Le sujet de la transparence en matière de sécurité des aliments en France est un long fleuve pas tranquille puisqu’il faut sans cesse partir à la recherche d’informations, souvent parcellaires, voire incompréhensibles …

Ce qui est rapporté ci-après ne concerne que le ministère de l’agriculture, la DGCCRF a une autre conception des contrôles et nous parle plutôt des plaintes des consommateurs. Nous verrons cela en fin d’article.

langueComme le voit dans cette phrase extraite du bilan 2014 de la DGAL, il n’y a rien de spontané de la part de nos autorités de tutelle (ministère de l’agriculture) dans la démarche de transparence des résultats des contrôles :

Dans le domaine alimentaire, la réglementation européenne demande aux autorités compétentes des États membres de mener leurs activités avec un niveau élevé de transparence, et de rendre aussi rapidement que possible accessibles au public les informations pertinentes qu’elles détiennent.

Cela va mieux en le disant …

Cela étant, on a pu juger qu’on était loin du compte avec la phase dite d’expérimentation de la transparence des résultats des contrôles dans la restauration commerciale à Paris et à Avignon, voir à juger le travail très utile réalisé par la CLCV sur ce sujet et d’indiquer entre autres, « Tout ceci n’est pas de nature à rassurer les consommateurs. Et, nous nous interrogeons sur la pression de contrôle existante qui ne nous paraît pas suffisante. » et aussi « plus de contrôles et de sanctions en cas de manquements. »

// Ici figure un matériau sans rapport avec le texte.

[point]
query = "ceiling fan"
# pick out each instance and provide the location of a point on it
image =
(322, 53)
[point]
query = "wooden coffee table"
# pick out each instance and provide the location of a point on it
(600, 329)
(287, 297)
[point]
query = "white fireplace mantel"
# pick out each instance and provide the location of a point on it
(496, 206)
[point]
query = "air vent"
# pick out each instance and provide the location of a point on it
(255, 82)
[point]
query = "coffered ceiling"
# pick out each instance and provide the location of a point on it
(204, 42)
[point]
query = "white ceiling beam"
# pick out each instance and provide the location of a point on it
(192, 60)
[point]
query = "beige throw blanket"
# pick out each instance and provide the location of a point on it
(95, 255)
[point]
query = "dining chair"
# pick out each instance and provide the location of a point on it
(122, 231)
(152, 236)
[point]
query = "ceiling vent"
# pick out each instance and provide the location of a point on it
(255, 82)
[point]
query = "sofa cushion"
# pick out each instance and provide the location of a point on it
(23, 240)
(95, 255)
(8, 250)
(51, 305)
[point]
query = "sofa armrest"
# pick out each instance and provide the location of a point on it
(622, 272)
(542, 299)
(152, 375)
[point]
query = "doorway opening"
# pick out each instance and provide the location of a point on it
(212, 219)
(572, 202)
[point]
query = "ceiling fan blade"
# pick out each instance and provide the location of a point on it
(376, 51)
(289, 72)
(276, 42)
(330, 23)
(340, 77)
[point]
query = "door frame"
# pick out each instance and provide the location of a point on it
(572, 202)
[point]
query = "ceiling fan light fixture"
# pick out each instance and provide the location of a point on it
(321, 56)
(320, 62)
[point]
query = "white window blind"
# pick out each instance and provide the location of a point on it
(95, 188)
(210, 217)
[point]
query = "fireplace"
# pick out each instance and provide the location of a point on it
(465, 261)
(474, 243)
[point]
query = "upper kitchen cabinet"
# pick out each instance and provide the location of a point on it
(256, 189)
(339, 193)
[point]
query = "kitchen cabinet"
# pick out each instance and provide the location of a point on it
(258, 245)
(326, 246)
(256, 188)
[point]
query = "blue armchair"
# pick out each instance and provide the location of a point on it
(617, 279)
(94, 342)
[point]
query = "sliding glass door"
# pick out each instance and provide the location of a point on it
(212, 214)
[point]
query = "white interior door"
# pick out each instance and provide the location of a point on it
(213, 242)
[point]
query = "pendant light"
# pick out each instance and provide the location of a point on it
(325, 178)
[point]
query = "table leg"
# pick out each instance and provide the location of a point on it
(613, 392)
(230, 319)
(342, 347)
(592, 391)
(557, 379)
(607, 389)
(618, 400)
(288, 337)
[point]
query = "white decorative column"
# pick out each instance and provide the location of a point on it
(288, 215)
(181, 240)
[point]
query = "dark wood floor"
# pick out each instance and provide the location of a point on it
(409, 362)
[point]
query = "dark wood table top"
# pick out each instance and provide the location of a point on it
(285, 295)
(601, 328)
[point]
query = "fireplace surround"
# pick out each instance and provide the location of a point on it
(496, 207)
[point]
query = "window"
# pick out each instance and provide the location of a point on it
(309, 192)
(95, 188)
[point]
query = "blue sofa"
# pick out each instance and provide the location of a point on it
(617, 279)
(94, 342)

Dans le même sens, on lira aussi le bon dossier de 60 millions de consommateurs pour tenter de comprendre comment accéder à l’information sur les rappels de produits alimentaires, et là, on tombe sur une énigme car on nous dit, «Il faut moins informer pour mieux informer », comprenne qui pourra ?

S’agissant des contrôles de la sécurité sanitaire des aliments des établissements alimentaires (et non plus seulement la restauration commerciale), on note une inflexion dans leur réalisation.

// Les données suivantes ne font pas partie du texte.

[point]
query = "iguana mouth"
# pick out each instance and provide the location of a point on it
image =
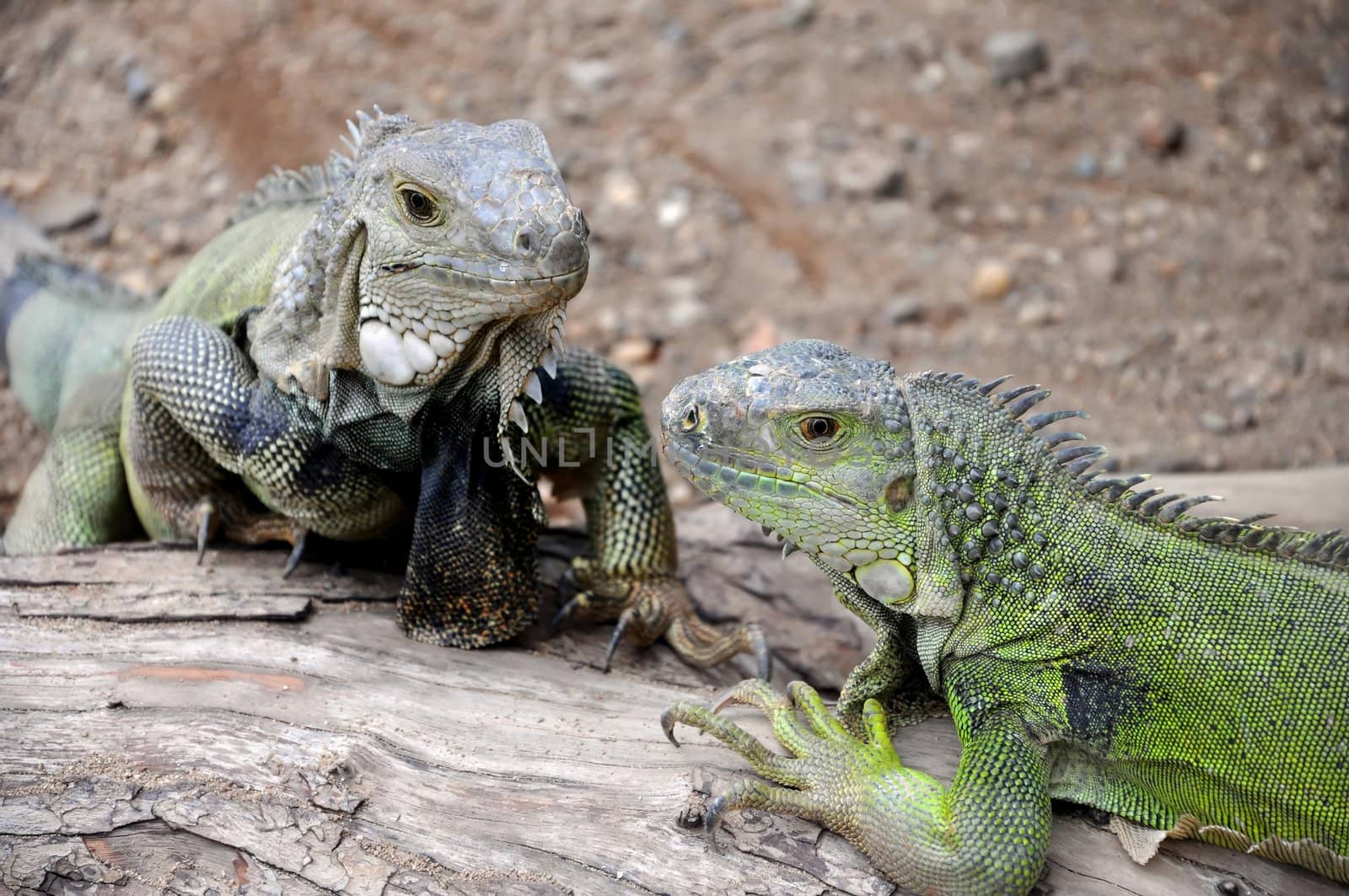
(732, 474)
(486, 276)
(416, 346)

Ainsi selon les données issues du rapport d’activité du rapport d’activité 2013 de la DGAL, il y a eu :

82729 inspections d’établissements réalisées par les agents du ministère de l’agriculture. Ces inspections ont généré 13585 suites dont 945 procès-verbaux, 3933 mises en demeure et 607 fermetures partielles ou totales.

En 2014, il y a eu :

78000 (-5,8% par rapport à 2013) inspections d’établissements réalisées par les agents du ministère de l’agriculture. Ces inspections ont généré 14550 suites (+6,6% par rapport à 2013) dont 1100 procès-verbaux, 4100 mises en demeure et 550 fermetures partielles ou totales, mais aussi 8800 avertissements. Les avertissements ne sont pas mentionnés dans le bilan de 2013.

Ne demandez pas plus de détails, nous n’en aurons pas, vous avez dit transparence …

Dernier aspect, sur les plaintes qui sont enregistrées par la DGCCRF concernant la restauration, et non pas les entreprises alimentaires, (voir cet article sur le blog), on apprend :

Entre 2009 et 2013, le nombre de réclamations relatives au secteur de la restauration est passé de 1915 à 1543, soit une diminution de 19,4%. Entre 2009 et 2010, il avait connu une chute de 24,9%, avant de connaître deux années d’augmentation, en 2011 (+5,4%) et en 2012 (+14,5%).

Sur la période 2009-2013, la part des plaintes relatives au secteur de la restauration dans le total des plaintes varie de 1,6 à 2,0%.

On constate que les réclamations relatives à la restauration traditionnelle sont plus nombreuses que celles relatives à la restauration rapide : elles représentent selon les mois entre 2,4 et 6,4 fois le nombre de plaintes du secteur de la restauration rapide.

De juillet 2013 à mai 2014, le nombre moyen de réclamation est de 24 par mois pour la restauration rapide et de 92 par mois pour la restauration traditionnelle.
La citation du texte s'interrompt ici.